Bringing the Galaxy's dark halo to life

TL;DR

This paper introduces a new method to create self-consistent models of Milky Way-like galaxies, revealing how dark halos respond to baryonic matter and affecting local dark matter velocity distributions.

Contribution

The paper develops an iterative action-based approach to model galaxy components and studies the dark halo's shape and velocity response to baryonic infall.

Findings

Dark halo flattens with minor-major axis ratios 0.75-0.95

Halo response depends on velocity anisotropy, with radially biased models forming a dark disc

Dark matter velocity distribution near the Sun is highly non-Gaussian, with increased dispersions

Abstract

We present a new method to construct fully self-consistent equilibrium models of multi-component disc galaxies similar to the Milky Way. We define distribution functions for the stellar disc and dark halo that depend on phase space position only through action coordinates. We then use an iterative approach to find the corresponding gravitational potential. We study the adiabatic response of the initially spherical dark halo to the introduction of the baryonic component and find that the halo flattens in its inner regions with final minor-major axis ratios $q$ = 0.75 - 0.95. The extent of the flattening depends on the velocity structure of the halo particles with radially biased models exhibiting a stronger response. In this latter case, which is according to cosmological simulations the most likely one, the new density structure resembles a "dark disc" superimposed on a spherical halo. We discuss the implications of these results for our recent estimate of the local dark matter density. The velocity distribution of the dark-matter particles near the Sun is very non-Gaussian.

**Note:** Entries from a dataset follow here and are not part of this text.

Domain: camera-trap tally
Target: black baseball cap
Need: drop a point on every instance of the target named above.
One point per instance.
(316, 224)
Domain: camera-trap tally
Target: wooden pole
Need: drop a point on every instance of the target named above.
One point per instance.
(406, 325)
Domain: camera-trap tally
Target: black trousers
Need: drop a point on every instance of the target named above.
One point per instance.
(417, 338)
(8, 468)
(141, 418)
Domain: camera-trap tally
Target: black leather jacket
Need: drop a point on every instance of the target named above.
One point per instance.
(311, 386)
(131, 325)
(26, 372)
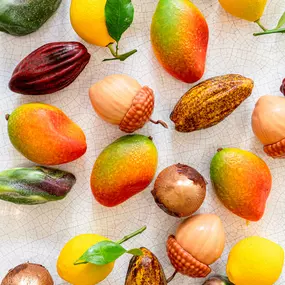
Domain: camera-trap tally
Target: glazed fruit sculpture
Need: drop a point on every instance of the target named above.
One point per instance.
(210, 102)
(84, 274)
(88, 259)
(179, 36)
(45, 135)
(255, 261)
(23, 17)
(145, 270)
(268, 125)
(49, 68)
(179, 190)
(121, 100)
(199, 241)
(123, 169)
(242, 182)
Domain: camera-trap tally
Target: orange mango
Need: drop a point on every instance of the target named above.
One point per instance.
(123, 169)
(45, 135)
(179, 36)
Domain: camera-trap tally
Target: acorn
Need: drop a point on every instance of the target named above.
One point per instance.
(199, 242)
(268, 124)
(179, 190)
(121, 100)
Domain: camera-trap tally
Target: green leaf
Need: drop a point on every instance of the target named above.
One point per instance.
(135, 251)
(281, 22)
(119, 16)
(102, 253)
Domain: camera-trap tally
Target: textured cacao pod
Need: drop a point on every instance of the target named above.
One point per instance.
(50, 68)
(145, 270)
(210, 102)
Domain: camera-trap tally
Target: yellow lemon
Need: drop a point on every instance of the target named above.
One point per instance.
(255, 261)
(88, 20)
(250, 10)
(83, 274)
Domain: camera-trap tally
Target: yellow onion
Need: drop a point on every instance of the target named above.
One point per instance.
(199, 241)
(121, 100)
(268, 124)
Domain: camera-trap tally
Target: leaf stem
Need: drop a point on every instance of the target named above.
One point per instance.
(116, 55)
(267, 32)
(125, 238)
(260, 25)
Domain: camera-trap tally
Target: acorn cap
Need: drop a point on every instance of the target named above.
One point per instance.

All three principal velocity dispersions are boosted as the halo contracts, and at low velocities a plateau develops in the distribution of $v_z$. For models similar to a state-of-the-art Galaxy model we find velocity dispersions around 155 km s$^{-1}$ for $v_z$ and the tangential velocity, $v_\varphi$, and 140 - 175 km s$^{-1}$ for the in-plane radial velocity, $v_R$, depending on the anisotropy of the model.